Dejando de lado el caso del señor Navarro, podemos ahondar algo más en las causas de tanta crítica exasperada a la forma de hablar de Mª Jesús Montero y de muchas otras figuras públicas andaluzas. Podemos dar por descontado que no pretenden, a estas alturas, cambiar el acento de toda una ministra de Hacienda. Quienes tienen una posición de poder y estatus tan consolidada no tienen ya necesidad alguna de impostar un acento neutro para justificar su mérito y capacidad -esto es, para acreditar que no cumplen el estereotipo de andaluz inculto, vago y mísero. ¿Qué buscan entonces estos ataques?

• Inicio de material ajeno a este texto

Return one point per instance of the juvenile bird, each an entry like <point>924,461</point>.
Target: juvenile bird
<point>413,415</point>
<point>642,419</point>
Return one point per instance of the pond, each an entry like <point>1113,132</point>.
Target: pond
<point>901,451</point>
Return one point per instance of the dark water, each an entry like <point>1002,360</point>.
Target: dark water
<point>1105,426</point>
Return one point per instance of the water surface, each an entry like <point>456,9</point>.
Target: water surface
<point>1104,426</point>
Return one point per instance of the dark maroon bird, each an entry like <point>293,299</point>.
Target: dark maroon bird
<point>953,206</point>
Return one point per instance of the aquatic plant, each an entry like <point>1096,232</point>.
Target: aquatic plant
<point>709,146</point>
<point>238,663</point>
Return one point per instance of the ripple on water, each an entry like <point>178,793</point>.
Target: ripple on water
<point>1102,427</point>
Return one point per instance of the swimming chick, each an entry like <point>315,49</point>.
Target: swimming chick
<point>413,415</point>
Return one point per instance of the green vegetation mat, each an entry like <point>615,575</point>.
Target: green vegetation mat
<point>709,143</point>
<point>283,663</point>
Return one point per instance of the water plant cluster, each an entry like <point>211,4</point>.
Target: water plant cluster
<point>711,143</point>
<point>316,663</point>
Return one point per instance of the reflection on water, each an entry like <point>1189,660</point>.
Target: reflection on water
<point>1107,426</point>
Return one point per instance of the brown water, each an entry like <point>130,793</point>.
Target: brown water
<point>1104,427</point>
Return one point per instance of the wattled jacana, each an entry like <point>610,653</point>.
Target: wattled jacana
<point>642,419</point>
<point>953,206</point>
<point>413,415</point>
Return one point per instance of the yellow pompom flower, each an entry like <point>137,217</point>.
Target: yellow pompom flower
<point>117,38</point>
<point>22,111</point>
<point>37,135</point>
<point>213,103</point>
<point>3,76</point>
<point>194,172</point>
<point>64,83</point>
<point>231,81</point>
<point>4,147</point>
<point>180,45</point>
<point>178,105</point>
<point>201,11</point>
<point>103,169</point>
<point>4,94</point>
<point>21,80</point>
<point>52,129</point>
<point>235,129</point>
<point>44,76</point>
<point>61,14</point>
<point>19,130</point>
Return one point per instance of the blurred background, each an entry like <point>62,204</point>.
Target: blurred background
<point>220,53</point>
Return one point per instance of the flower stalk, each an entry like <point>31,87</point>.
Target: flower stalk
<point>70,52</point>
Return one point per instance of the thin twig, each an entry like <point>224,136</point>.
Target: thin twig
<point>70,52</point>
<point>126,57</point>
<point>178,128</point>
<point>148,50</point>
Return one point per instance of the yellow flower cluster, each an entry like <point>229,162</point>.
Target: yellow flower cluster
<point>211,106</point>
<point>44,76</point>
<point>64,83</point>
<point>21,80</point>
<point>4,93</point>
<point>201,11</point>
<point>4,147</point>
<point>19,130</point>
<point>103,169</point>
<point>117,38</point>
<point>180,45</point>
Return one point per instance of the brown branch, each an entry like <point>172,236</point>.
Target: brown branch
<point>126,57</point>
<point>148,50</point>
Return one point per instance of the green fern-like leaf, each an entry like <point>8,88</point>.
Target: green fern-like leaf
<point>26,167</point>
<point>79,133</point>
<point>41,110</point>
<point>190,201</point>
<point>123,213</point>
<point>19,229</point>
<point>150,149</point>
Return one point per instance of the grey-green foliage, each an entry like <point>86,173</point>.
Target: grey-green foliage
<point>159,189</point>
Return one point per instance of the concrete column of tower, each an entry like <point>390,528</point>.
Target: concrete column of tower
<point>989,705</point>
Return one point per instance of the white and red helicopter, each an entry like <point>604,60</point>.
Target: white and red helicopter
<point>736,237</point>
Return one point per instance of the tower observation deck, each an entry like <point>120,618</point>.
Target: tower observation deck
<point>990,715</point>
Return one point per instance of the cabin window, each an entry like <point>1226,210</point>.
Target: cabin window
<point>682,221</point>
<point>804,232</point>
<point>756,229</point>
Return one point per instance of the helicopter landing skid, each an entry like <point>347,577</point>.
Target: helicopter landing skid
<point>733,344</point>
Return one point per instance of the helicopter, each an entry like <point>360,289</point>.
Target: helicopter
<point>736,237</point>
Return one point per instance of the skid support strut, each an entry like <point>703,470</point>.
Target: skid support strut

Un acento andaluz escandaliza, rechina o sorprende cuando da una rueda de prensa desde Moncloa, pero no cuando te lee la lista de tapas, te da el precio de los tomates, o te pregunta dónde te lleva el taxi. La andalufobia no pretende borrar Andalucía de la faz de la tierra, sino reproducir un orden que la subordina a una posición de inferioridad y dependencia. Por eso sus dardos, aunque apunten aparentemente a personas visibles y poderosas, golpean a las que no lo son. Cuando repiten mil veces que pronunciar «adurto» o «supermercao» es algo impropio de un cargo de responsabilidad, lo que hacen es recordarte (a ti, que también dices «adurto” o «supermercao») que no eres merecedor de un empleo mejor. O convencerte de que quienes tienen un acento más cerrado que el tuyo -gente de zonas rurales empobrecidas o de esos barrios que nunca pisas- no pueden vivir de otra manera.
Cuidado con el autoodio, no sea que nos condene a ser, por enésima vez, los perdedores de la reconversión que viene.
En un momento en el que la construcción, el turismo y la hostelería, pilares de la economía andaluza después de décadas de desindustrialización, entran en la mayor crisis de su historia, reproducir o tolerar discursos andalúfobos es hipotecar el futuro de Andalucía. De esta pandemia nacerá una nueva estructura económica, probablemente ligada a algún tipo de relocalización industrial, de transición energética y de impulso a las telecomunicaciones. Sectores que hasta hoy, por su alta intensidad tecnológica y relativo mejor salario, tal vez algunos consideren incompatibles con un acento tan vulgar y chabacano. Cuidado con el autoodio, no sea que nos condene a ser, por enésima vez, los perdedores de la reconversión que viene.
Desde Andalucía tenemos muchas críticas que hacer a la exconsejera y ministra Montero. Muchísimas. Pero no podemos tolerar ni un solo ataque a su acento ni a sus expresiones. Porque esos ataques no atizan el odio al poderoso, sino el desprecio a nuestras abuelas, a nuestros padres, a las enfermeras a las que aplaudimos, a los agricultores y a las cajeras del súper. A todas aquellas que sufren la precariedad y la pobreza, dos elementos que siguen definiendo la identidad andaluza tanto o más que la forma de pronunciar la palabra «adulto».
*Publicado originalmente por Jesús Jurado en El Salto Diario.